In any judicial proceeding under this section, the court may award costs of litigation (including reasonable attorney and expert witness fees) whenever it determines that such award is appropriate.

42 U.S.C. Sec. 7607(f) (1982). There are two judicial glosses on this broad provision. First, the party awarded fees must have met with at least some success on the merits. See Ruckelshaus v. Sierra Club, 463 U.S. 680, 103 S.Ct. 3274, 77 L.Ed.2d 938 (1983). Second, the party must have served the public interest by assisting in the proper implementation of the statute. See Alabama Power Co. v. Gorsuch, 672 F.2d 1, 3 (D.C.Cir.1982) (per curiam) (public-interest criterion is the "dominant" one in determining fee awards); Carson-Truckee Water Conservancy District v. Secretary of the Interior, 748 F.2d 523, 525-26 (9th Cir.1984) (discussing D.C. Circuit cases and concluding that even prevailing parties must meet public-interest criterion), cert. denied, --- U.S. ----, 105 S.Ct. 2139, 85 L.Ed.2d 497 (1985); see also H.R.Rep. No. 294, 95th Cong., 1st Sess. 337 (1977), U.S.Code Cong. & Admin. News 1977, pp. 1077, 1416 (section 307(f) included to help "assure proper implementation and administration of the act"). There is little question in this case that the petitioners' extensive and partly successful challenges to a complex and important set of EPA regulations satisfy this second criterion. We therefore focus our attention upon the degree of success requisite to an award of attorneys' fees.

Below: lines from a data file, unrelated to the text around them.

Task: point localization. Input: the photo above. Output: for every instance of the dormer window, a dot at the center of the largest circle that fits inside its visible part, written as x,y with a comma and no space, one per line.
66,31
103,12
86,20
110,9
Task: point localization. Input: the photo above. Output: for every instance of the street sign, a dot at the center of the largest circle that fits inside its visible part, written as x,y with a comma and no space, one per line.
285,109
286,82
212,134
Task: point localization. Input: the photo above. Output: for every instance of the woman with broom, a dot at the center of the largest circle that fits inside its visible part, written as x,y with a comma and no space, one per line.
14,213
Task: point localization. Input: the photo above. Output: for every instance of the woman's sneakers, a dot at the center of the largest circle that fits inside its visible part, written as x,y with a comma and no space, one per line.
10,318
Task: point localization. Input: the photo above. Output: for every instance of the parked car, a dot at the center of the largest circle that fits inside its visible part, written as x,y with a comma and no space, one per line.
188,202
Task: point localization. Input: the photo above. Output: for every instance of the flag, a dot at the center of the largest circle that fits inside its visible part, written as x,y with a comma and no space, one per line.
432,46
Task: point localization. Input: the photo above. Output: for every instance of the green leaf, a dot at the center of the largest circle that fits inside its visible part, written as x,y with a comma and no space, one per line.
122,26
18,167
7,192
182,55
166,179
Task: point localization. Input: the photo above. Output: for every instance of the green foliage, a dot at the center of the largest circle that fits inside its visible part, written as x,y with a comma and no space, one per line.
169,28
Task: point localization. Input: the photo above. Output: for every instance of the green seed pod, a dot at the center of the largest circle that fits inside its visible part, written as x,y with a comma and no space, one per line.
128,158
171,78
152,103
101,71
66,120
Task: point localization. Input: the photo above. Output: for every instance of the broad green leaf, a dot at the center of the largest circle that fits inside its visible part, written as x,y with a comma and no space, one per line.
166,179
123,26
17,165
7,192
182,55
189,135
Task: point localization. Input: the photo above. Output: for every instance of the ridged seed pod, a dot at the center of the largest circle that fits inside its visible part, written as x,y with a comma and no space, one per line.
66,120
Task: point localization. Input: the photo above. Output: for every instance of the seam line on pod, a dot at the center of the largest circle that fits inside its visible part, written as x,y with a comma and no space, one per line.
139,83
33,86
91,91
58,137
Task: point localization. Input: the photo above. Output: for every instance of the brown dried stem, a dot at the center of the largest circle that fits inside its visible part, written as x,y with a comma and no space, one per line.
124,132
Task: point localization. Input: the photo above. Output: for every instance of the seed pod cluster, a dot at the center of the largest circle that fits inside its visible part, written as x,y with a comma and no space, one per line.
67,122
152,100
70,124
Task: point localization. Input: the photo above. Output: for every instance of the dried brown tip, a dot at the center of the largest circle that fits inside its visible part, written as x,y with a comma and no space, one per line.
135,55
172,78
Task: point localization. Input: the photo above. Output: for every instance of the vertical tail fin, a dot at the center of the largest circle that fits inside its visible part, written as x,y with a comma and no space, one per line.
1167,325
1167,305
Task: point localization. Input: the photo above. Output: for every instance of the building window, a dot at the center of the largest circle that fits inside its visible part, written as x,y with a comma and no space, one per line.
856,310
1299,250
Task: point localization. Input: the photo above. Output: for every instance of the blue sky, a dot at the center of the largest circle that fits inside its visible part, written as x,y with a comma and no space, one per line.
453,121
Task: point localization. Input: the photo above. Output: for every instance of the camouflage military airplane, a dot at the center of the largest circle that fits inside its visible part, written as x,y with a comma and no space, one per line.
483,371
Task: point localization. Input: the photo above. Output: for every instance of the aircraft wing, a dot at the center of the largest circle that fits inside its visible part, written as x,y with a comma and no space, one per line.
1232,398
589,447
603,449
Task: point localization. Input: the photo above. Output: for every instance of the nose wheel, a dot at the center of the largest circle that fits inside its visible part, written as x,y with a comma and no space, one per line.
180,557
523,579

Most fee statutes limit the beneficiaries to "prevailing" parties. See, e.g., 42 U.S.C. Sec. 1988 (1982) (allowing award of fees to "prevailing" plaintiffs in civil-rights cases); 5 U.S.C. Sec. 552(a)(4)(E) (allowing award of fees to complainant in Freedom of Information Act case who has "substantially prevailed"). A significant body of jurisprudence has been developed to determine when a party "prevails" for the purposes of a fee award. See, e.g., Maher v. Gagne, 448 U.S. 122, 129-30, 100 S.Ct. 2570, 2574-75, 65 L.Ed.2d 653 (1980) (party may "prevail" through consent decree); Hanrahan v. Hampton, 446 U.S. 754, 100 S.Ct. 1987, 64 L.Ed.2d 670 (1980) (per curiam) (interlocutory dispositions insufficient grounds for party to be considered "prevailing").

Congress, however, specifically stated that awards under section 307(f) are not to be limited to "prevailing" parties:

The committee did not intend that the court's discretion to award fees under this provision should be restricted to cases in which the party seeking fees was the "prevailing party."

H.R.Rep. No. 294, at 337, U.S.Code Cong. & Admin. News 1977 at 1416. The Supreme Court has held that Congress did not thereby intend to allow the award of fees to parties wholly unsuccessful on the merits. Ruckelshaus v. Sierra Club, 463 U.S. at 693-94, 103 S.Ct. at 3281-82. Congress simply intended by section 307(f) to make eligible for fee awards a set of litigants intermediate in size between the group of litigants eligible as prevailing parties and the group of all litigants.